The topic of telling stories from data is huge and probably needs many many hours and books to explain the ideal ways of doing it. But Dr. Roberto Martinez did a great job in giving us a quick introduction to the topic and its pragmatic application in an hour at his talk at the UTS LX lab. It very much aligned with the Connected Intelligence Centre‘s vision of building staff capacity in data science particularly by keeping human in the center of the data. This post includes my notes from this talk where I summarize some of the key messages.
Humans are producing enormous amounts of data these days. According to recent statistics, 2.5 quintillion bytes of data are created every day and the pace keeps growing. But, there is a stark contrast between data and knowledge – Data by itself means very little, and knowledge is created only when the data is made sense of. We might be drowning in data, but not in knowledge. Roberto compares this abundance of data to oysters and an insight to a pearl. We need to open many oysters to maybe find one pearl.
— UTSfutures (@UTSfutures) August 29, 2018
The rest of the blog is divided into two main sections 1. Data Storytelling, 2. Data visualization, and a few overall key messages that I took away from the talk.
The value of data is not the data itself, but how we present it. This is what makes storytelling really important to present insights from data. It is not about presenting ALL the data we have, but to highlight the main insights from the data that should be noted. It is about finding patterns from the data to make people engaged with the story just like finding hooks in a fictional story. It often operates in conjunction with data visualization to communicate results from data. Check out the list of resources given at the end of this post for detailed reading.
There are a few ways to make the insights clear and pop out when communicating the story from data:
- The first step is to declutter the data by removing all the noise. This can be done by stripping down all the unwanted information and building up on the useful insights.
- The next key thing to do is to foreground things that are important. We do not want too much ink/ data that makes the results too complicated to understand.
- A data story approach can be used merging narrative and visuals together to engage audience and point to key messages from the data (see examples of line graphs annotated this way here).

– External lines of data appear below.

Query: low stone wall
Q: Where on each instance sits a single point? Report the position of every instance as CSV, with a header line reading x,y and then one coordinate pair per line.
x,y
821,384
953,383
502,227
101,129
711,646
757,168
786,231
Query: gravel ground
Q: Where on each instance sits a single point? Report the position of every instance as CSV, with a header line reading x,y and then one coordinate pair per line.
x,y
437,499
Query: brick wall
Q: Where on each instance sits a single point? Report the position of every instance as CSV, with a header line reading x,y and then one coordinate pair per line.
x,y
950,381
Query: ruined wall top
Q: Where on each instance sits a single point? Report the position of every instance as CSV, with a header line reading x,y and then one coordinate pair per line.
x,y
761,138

Also check out this interesting article and podcast on the good and bad of storytelling for further reading.
Visualizations make data and statistics easier to understand, and gain insights which could be hard to get otherwise. To appreciate the power of visualized data as opposed to only numbers, take a look at the Anscombe’s quartet which illustrates how nearly identical simple descriptive statistics appear very different when graphed.

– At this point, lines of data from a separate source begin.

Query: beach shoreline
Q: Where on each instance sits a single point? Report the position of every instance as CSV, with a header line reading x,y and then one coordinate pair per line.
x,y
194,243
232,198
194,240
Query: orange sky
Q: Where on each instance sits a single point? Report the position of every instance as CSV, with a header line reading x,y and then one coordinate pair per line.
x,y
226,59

But before diving into creating a visualization, it is important to understand the intended purpose of the visualization. For instance, is it meant to help the audience in exploring, understanding, finding patterns and insights from the data? Such a tool to make sense of the data is an exploratory visualization. If the purpose of the visualization is to explain something from the data when we have already have an insight to highlight, then it is an explanatory visualization. To craft the most appropriate visualization, context is key. Think about the following:
- Who – Who is the audience of the visualization?
- You – What is your relationship to the audience, do they trust you, and believe your credibility?

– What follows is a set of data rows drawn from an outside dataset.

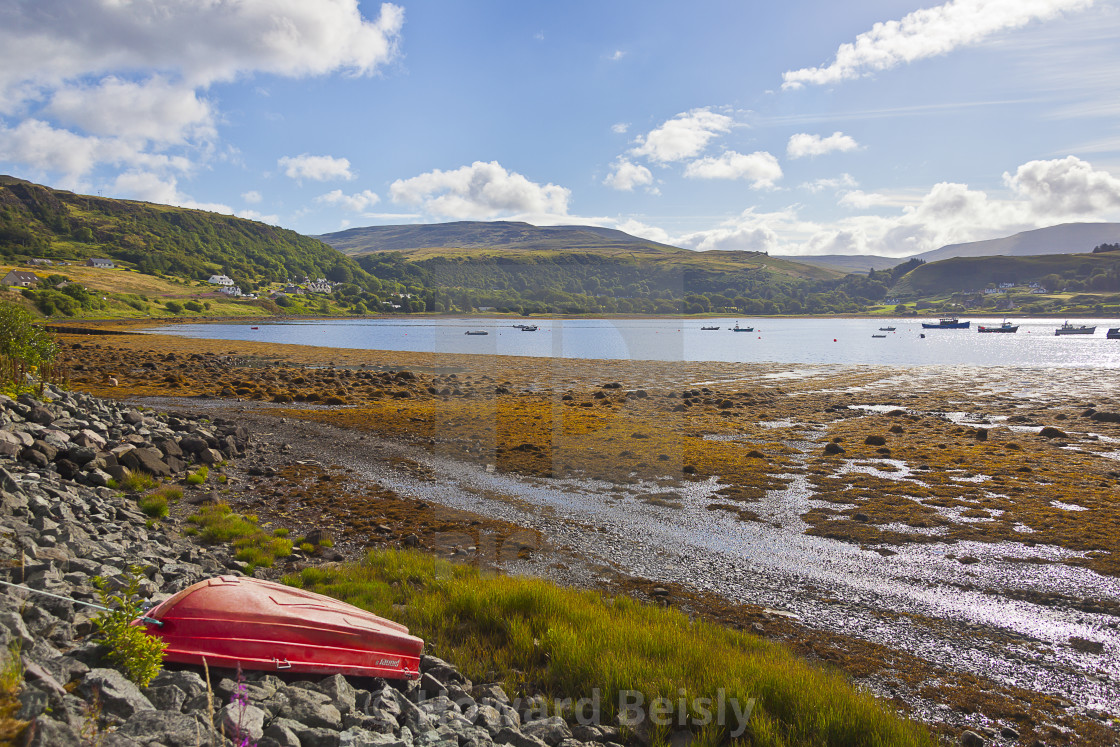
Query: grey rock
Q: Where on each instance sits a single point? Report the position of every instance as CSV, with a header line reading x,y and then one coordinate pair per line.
x,y
341,692
305,708
48,733
242,720
509,736
118,694
168,728
551,730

- What – What is the action being prompted from the visualization? Is there a goal for the story to be told?
- How – How will you deliver the story and the insight?
To apply these ideas practically, below is a list of fundamental visualization ideas that can be used to represent data in different forms, and the considerations to keep in mind while using them:
- Line charts are great for showing trends in time.
- Bar charts are simple but useful visualizations but the design principles should be thought through. E.g. Are the bars too think, thick, or just right?
- Text is a way to present data too. It is a much simpler and better way to present data instead of a basic bar chart – E.g. 20% of children have a stay-at-home mom in 2012 compared to 41% in 1970.
- Tables can be represented as heat maps – combining tables and texts to consider visual aspects.
- Scatter plots are useful for categorical data E.g. partitioned data set.
- Waterfall charts can be used to represent information in a timeline E.g. Biography details.
- Horizontal stacked charts work well for a list of responses rated in a scale E.g. Survey responses ranging from 1 to 5.
- Slopegraph could be very effective for comparing pre-and post tests to plot the changes over time.
- Comparing bars on the higher levels of vertical stack bars is hard when they’re all in different levels.
- Some visualizations might need to be divided into sub-visualizations to declutter data E.g. Multiple line charts
- Donut charts and pie charts should be used with caution, especially in 3D, since their sizes do not correspond well to the data
- Colours used to highlight key aspects should be picked appropriately for the visualization, generally less colour is more. Keep in mind to design for inclusion so that the visualization works for people having colour blindness as well. There are palettes available in tools like Tableau to cater to them, and simulators to test our visualizations for different color blindness.
My key take-home messages:
- Data by itself means nothing, unless we get insights out of it.
- Not everything is important in data, highlight the message you want to convey in your story.
- Know the purpose of a visualization before constructing it – is it for an exploratory/explanatory purpose?
- Finding the best way to visualize is key to catering for the context. Think about ‘Who, You, What, How’.
- Not all designs are the same – find the best chart for the data, keep it simple, use the right colours and design.